A bulgur what salad is just the thing for a healthy lunch box option, especially when you’re looking for something a bit different from your normal traditional packed lunch.
The recipe takes just half an hour to make and leaves you with four healthy, wholesome portions of a fantastically tasty bulgur wheat salad.
Healthy, wholesome, low calorie and providing nearly 50% of your daily recommended dietary fibre requirement, I can’t think of any more reasons NOT to have this recipe as one of your quick healthy meal options! Can you?
This red pepper and rosemary bulgur wheat salad is just the thing for a simple, quick healthy meal. Delicious hot or cold.
- 300 g bulgur wheat
- 450 ml hot vegetable stock
- 2 tbsp chopped fresh rosemary
- 1 red pepper diced
- 6 spring onions sliced
- 100 g mixed salad leaves
- Salt and pepper to season
- Place bulgur wheat in a small saucepan
- Add the hot vegetable stock, cover with a lid and simmer over a medium heat for 12 – 15 minutes until the bulgur wheat is tender and has absorbed all of the stock
- Combine the cooked bulgur wheat with the rosemary, red pepper and spring onions
- Serve on a bed of mixed salad leaves
Serve warm or cold.
If you enjoyed this red pepper and rosemary bulgur wheat salad, then how about trying my other bulgur chickpea salad?

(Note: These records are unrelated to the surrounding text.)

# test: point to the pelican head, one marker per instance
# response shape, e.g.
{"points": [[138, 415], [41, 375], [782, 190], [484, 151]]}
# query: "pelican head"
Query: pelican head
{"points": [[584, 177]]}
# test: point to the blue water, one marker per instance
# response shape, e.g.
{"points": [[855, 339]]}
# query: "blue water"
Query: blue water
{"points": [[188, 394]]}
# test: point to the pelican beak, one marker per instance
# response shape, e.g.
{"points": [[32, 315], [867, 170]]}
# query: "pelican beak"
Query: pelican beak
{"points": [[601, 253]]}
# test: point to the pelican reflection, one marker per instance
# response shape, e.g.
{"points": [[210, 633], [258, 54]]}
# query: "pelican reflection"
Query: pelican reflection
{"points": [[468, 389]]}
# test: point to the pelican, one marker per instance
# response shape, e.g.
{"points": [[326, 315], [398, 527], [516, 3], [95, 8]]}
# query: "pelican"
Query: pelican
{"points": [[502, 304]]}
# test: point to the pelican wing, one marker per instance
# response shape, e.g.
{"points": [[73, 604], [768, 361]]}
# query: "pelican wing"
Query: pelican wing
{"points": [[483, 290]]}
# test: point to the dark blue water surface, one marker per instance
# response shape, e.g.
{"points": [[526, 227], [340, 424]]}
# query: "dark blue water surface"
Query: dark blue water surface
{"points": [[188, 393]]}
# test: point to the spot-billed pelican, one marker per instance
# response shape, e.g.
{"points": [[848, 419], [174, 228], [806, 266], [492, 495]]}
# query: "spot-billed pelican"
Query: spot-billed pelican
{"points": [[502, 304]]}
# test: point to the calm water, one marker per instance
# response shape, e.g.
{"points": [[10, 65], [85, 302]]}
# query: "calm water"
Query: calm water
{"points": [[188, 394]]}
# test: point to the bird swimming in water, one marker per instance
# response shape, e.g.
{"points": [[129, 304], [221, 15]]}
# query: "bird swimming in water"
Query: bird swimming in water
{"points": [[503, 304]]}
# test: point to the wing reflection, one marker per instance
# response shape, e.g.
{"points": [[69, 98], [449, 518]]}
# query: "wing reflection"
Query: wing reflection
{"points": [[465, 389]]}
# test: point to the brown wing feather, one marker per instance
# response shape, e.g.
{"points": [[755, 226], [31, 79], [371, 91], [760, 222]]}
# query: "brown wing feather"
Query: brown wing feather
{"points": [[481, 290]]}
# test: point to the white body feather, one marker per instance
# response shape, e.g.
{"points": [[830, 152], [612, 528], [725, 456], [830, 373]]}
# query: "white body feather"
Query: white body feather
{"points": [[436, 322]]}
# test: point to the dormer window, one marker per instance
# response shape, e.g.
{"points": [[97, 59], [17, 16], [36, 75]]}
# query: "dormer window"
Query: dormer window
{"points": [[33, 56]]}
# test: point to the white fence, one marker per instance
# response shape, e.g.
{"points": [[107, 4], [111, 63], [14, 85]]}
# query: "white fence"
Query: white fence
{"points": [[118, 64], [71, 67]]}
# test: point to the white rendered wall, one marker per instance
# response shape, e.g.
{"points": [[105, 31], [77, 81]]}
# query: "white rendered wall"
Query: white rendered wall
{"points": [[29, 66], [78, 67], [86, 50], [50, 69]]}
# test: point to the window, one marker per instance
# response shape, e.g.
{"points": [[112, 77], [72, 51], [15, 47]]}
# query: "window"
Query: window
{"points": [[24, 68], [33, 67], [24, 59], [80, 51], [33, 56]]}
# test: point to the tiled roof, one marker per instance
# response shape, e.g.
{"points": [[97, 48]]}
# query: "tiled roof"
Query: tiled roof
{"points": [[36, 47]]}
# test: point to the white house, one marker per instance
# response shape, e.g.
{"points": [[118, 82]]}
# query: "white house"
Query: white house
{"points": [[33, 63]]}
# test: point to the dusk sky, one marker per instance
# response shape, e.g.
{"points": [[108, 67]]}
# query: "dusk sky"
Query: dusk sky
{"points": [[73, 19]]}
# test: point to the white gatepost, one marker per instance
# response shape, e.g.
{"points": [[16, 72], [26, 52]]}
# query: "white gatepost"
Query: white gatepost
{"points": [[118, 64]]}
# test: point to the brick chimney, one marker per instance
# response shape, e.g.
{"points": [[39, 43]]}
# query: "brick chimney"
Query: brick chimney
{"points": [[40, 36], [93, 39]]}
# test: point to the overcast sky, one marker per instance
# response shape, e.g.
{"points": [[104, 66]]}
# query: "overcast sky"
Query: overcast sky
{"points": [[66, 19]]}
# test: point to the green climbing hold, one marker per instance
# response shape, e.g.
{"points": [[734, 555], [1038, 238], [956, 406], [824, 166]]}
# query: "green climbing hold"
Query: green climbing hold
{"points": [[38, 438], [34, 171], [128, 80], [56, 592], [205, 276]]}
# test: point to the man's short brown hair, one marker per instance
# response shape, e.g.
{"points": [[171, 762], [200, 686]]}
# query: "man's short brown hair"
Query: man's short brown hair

Bulgur Wheat Salad Musings
Now, if you’d have told me ten years ago that I’d be spending my Saturday’s in my kitchen gleefully chasing a winter sunbeam around my kitchen in order to get a brightly coloured photograph of a red pepper and rosemary bulgur wheat salad, I’d have raised my eyebrows to you, possibly put down the glass of wine that never left my hand in those days, and let out a raucous laugh.
But that’s exactly what I did last Saturday.
A sunbeam appeared in the kitchen and I thought “oh, quickly get the camera, get that delicious bulgur wheat salad made, the one with the rosemary and chopped peppers through it”. I promptly set to work. Keeping one eye on that sunbeam, lest it be suddenly snatched away from me!
I’m sure you spend your weekends doing things that you consider much more fun than what I’ve described above, but seriously that’s what I was doing, and that’s what I love doing!
However, you’ll be pleased to know, and if you saw the update in the previous Mediterranean breakfast egg muffins recipe, that Lady Lynne and I do have more normal plans for this coming weekend. We’re off to London!
We can’t wait for our wee trip away. I couldn’t get us into the St Pancras Marcus Waring restaurant on Saturday night that I wanted to, but I’m sure we’ll find something just as nice. Plus it’ll be so nice to spend some quality time together!
So, just one more recipe to bring you this Thursday (I’ve been at that spiralizer again) and then I’ll be leaving my beloved kitchen this weekend.
So, until Thursday and more spiralization, catch you then!